It’s a problem for which I don’t have an answer. Perhaps multilingualism is the key. As Ngũgĩ encouraged in a 2021 speech in Mombasa:
Therefore let us be proud of our mother tongues; let us be proud of Kiswahili as the national language; and on top of that let us add the knowledge of English or Mandarin or French or Yoruba, etcetera. These will only give strength to our proficiency and communication. But our foundation is made of our mother tongues and the language of the entire nation, that is Kiswahili.
Just as there are many “Englishes” spoken around the world, so are there multiple “Kiswahilis”. That’s to say, Kiswahili is a language of multiple dialects – the Kimvita spoken at Mombasa, for instance, or the Kiamu of Lamu – of which Standard Swahili is just one. It is the version that shapes the textbooks and curricula with which Kiswahili is taught around the world, so that most students learning Kiswahili in classrooms are learning Standard Swahili.
Its history is a long one that did not follow a single, straight path. However, broadly speaking, Standard Swahili is based on Kiunguja, the Zanzibari dialect of the language. It’s also important to note that while Standard Swahili is written in the Latin script – the alphabet used to write English, French, Italian etcetera – Kiswahili has a much longer history of being written in the Arabic script, a tradition that lives on in some communities.
One of my main arguments is that the standardisation of Kiswahili was a long-term and, by necessity, collaborative process. The standard version was neither wholly imposed by the British colonial regime in the 1920s, nor was it a “naturally” developed tool of anti-colonial resistance. Starting in 1864 with the arrival of Anglican missionaries on Zanzibar, through the independence and early post-colonial eras, multiple communities participated in the process. They all used the language to create their own diverse communities.
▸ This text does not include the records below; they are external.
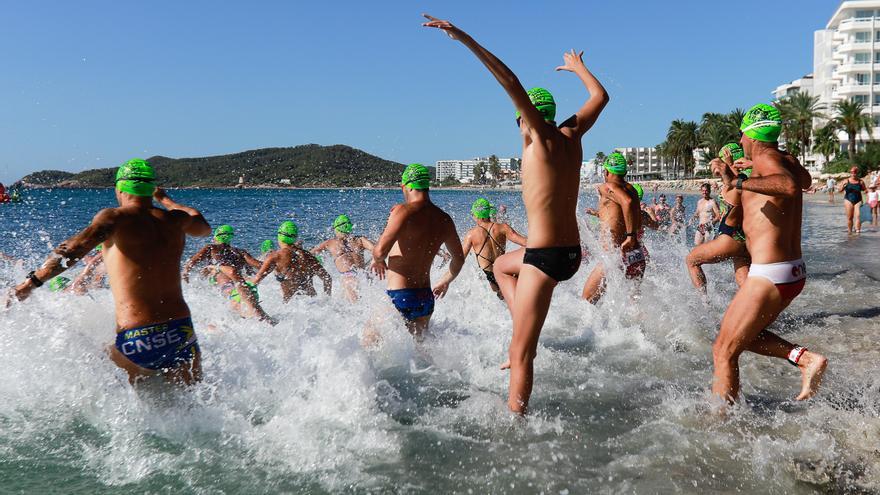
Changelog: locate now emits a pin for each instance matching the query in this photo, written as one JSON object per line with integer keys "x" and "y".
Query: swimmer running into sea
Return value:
{"x": 730, "y": 244}
{"x": 488, "y": 240}
{"x": 348, "y": 254}
{"x": 412, "y": 237}
{"x": 551, "y": 163}
{"x": 772, "y": 205}
{"x": 295, "y": 268}
{"x": 142, "y": 250}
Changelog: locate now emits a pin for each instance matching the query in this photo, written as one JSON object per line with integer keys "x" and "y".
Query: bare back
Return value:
{"x": 773, "y": 224}
{"x": 421, "y": 234}
{"x": 488, "y": 243}
{"x": 142, "y": 256}
{"x": 550, "y": 184}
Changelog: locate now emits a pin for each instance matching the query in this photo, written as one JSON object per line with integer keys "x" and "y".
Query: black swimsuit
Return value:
{"x": 490, "y": 275}
{"x": 559, "y": 263}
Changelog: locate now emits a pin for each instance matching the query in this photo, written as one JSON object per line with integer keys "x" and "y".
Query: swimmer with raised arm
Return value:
{"x": 551, "y": 162}
{"x": 772, "y": 205}
{"x": 142, "y": 250}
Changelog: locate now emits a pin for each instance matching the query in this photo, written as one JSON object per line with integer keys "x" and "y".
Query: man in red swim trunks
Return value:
{"x": 621, "y": 217}
{"x": 772, "y": 205}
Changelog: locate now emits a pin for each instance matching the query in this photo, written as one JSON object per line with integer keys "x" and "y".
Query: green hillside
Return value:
{"x": 308, "y": 165}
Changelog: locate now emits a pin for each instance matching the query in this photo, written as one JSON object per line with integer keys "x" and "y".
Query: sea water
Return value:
{"x": 621, "y": 401}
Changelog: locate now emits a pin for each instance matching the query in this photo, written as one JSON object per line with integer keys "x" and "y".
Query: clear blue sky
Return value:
{"x": 91, "y": 84}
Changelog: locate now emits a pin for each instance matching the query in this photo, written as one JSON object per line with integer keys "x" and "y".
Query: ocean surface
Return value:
{"x": 621, "y": 401}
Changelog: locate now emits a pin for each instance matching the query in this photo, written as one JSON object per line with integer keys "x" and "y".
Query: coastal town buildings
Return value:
{"x": 463, "y": 170}
{"x": 846, "y": 65}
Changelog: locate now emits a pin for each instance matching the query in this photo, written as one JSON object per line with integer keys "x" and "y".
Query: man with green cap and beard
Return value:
{"x": 412, "y": 237}
{"x": 772, "y": 211}
{"x": 348, "y": 254}
{"x": 551, "y": 164}
{"x": 143, "y": 245}
{"x": 620, "y": 216}
{"x": 488, "y": 240}
{"x": 295, "y": 268}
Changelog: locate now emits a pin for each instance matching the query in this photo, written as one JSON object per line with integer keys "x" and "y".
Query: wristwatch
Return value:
{"x": 34, "y": 280}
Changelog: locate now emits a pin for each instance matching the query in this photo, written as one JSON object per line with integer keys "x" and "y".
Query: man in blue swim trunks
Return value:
{"x": 413, "y": 235}
{"x": 142, "y": 249}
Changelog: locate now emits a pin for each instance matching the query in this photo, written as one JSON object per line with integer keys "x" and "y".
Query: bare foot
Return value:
{"x": 812, "y": 368}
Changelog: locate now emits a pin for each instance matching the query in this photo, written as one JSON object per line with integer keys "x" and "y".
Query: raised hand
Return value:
{"x": 446, "y": 26}
{"x": 573, "y": 61}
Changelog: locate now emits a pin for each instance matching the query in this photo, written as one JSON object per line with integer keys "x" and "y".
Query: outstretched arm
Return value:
{"x": 589, "y": 112}
{"x": 194, "y": 223}
{"x": 453, "y": 245}
{"x": 70, "y": 251}
{"x": 502, "y": 73}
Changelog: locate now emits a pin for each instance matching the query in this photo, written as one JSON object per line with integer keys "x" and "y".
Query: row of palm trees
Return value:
{"x": 798, "y": 110}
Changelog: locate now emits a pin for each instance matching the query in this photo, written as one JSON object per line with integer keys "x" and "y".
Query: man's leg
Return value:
{"x": 506, "y": 269}
{"x": 595, "y": 284}
{"x": 753, "y": 308}
{"x": 134, "y": 371}
{"x": 533, "y": 294}
{"x": 186, "y": 373}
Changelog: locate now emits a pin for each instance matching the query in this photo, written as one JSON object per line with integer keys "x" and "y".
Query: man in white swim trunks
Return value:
{"x": 772, "y": 205}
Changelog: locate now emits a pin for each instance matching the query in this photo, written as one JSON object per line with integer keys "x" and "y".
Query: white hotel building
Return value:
{"x": 463, "y": 170}
{"x": 846, "y": 64}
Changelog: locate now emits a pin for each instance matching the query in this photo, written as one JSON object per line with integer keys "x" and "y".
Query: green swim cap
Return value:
{"x": 59, "y": 283}
{"x": 615, "y": 164}
{"x": 482, "y": 209}
{"x": 639, "y": 190}
{"x": 736, "y": 151}
{"x": 342, "y": 224}
{"x": 236, "y": 296}
{"x": 136, "y": 177}
{"x": 266, "y": 246}
{"x": 224, "y": 234}
{"x": 288, "y": 232}
{"x": 544, "y": 102}
{"x": 416, "y": 176}
{"x": 762, "y": 123}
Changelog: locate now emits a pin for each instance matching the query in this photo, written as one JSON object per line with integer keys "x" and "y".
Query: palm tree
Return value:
{"x": 798, "y": 112}
{"x": 852, "y": 119}
{"x": 825, "y": 140}
{"x": 682, "y": 138}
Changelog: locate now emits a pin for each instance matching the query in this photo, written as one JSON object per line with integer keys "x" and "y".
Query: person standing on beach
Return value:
{"x": 348, "y": 254}
{"x": 730, "y": 242}
{"x": 830, "y": 184}
{"x": 621, "y": 220}
{"x": 708, "y": 213}
{"x": 772, "y": 203}
{"x": 551, "y": 163}
{"x": 488, "y": 240}
{"x": 412, "y": 237}
{"x": 142, "y": 250}
{"x": 852, "y": 189}
{"x": 295, "y": 268}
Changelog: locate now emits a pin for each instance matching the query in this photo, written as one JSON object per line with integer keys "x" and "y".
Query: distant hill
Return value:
{"x": 309, "y": 165}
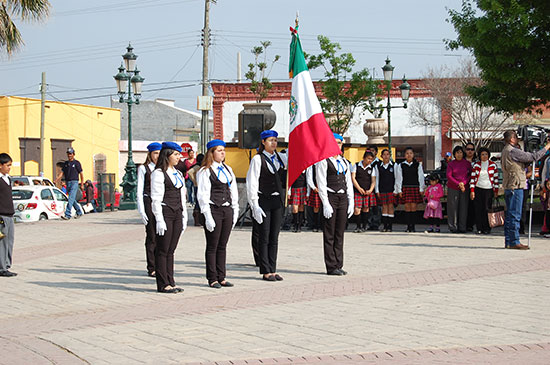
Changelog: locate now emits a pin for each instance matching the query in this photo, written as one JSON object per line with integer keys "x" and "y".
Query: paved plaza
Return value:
{"x": 82, "y": 296}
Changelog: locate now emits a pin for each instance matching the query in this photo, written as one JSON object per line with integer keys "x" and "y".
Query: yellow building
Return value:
{"x": 92, "y": 131}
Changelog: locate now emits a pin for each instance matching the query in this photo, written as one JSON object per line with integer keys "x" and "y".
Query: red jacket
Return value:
{"x": 493, "y": 175}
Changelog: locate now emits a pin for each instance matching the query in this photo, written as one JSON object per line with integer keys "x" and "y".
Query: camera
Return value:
{"x": 534, "y": 137}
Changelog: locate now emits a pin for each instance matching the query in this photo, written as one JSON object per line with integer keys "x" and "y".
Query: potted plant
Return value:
{"x": 344, "y": 90}
{"x": 258, "y": 75}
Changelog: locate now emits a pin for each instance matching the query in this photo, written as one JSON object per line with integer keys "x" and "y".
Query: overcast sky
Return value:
{"x": 80, "y": 45}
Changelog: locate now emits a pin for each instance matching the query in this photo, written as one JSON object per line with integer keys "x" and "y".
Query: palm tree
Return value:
{"x": 25, "y": 10}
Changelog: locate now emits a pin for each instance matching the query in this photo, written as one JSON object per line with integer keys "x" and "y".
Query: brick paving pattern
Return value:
{"x": 82, "y": 296}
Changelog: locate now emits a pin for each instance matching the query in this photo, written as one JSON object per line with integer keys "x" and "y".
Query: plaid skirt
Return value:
{"x": 297, "y": 196}
{"x": 362, "y": 201}
{"x": 314, "y": 201}
{"x": 387, "y": 199}
{"x": 411, "y": 195}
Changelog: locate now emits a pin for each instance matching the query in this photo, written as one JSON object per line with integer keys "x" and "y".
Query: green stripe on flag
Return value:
{"x": 297, "y": 62}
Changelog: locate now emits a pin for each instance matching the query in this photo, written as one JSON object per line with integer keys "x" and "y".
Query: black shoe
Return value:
{"x": 7, "y": 273}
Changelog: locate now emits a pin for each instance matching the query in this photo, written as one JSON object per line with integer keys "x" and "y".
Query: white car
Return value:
{"x": 34, "y": 203}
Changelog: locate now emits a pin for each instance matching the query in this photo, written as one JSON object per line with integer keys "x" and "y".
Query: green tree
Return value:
{"x": 344, "y": 90}
{"x": 510, "y": 40}
{"x": 26, "y": 10}
{"x": 257, "y": 72}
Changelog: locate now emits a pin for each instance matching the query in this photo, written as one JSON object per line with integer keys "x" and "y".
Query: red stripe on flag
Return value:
{"x": 310, "y": 142}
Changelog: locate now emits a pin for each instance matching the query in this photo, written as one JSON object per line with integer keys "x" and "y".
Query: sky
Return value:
{"x": 80, "y": 45}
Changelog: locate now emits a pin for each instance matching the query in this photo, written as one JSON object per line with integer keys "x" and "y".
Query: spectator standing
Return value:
{"x": 514, "y": 161}
{"x": 6, "y": 217}
{"x": 458, "y": 177}
{"x": 483, "y": 185}
{"x": 189, "y": 162}
{"x": 71, "y": 171}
One of my favourite examples to describe this process is the figure of Owen Makanyassa. He was enslaved as a young man, but before arriving at its destination the ship carrying him was captured by the British Royal Navy and, in the late 1860s or early 1870s, Makanyassa was placed under the care of a missionary society on Zanzibar. He attended the mission’s school and became an invaluable worker at its printing press, producing some of the translations that would go on to form the basis of Standard Swahili. Though Makanyassa and his fellow students and workers spoke a variety of mother tongues, their language of communication very quickly became Kiswahili, and they all participated in this early stage of its standardisation – though they haven’t always been credited for their contributions.
In my book I zoom in on moments like this, moments in which freedom and unfreedom, oppression and empowerment, official and unofficial knowledge production combined, slowly creating a written version of Swahili that would be exported around the world, creating a truly global language.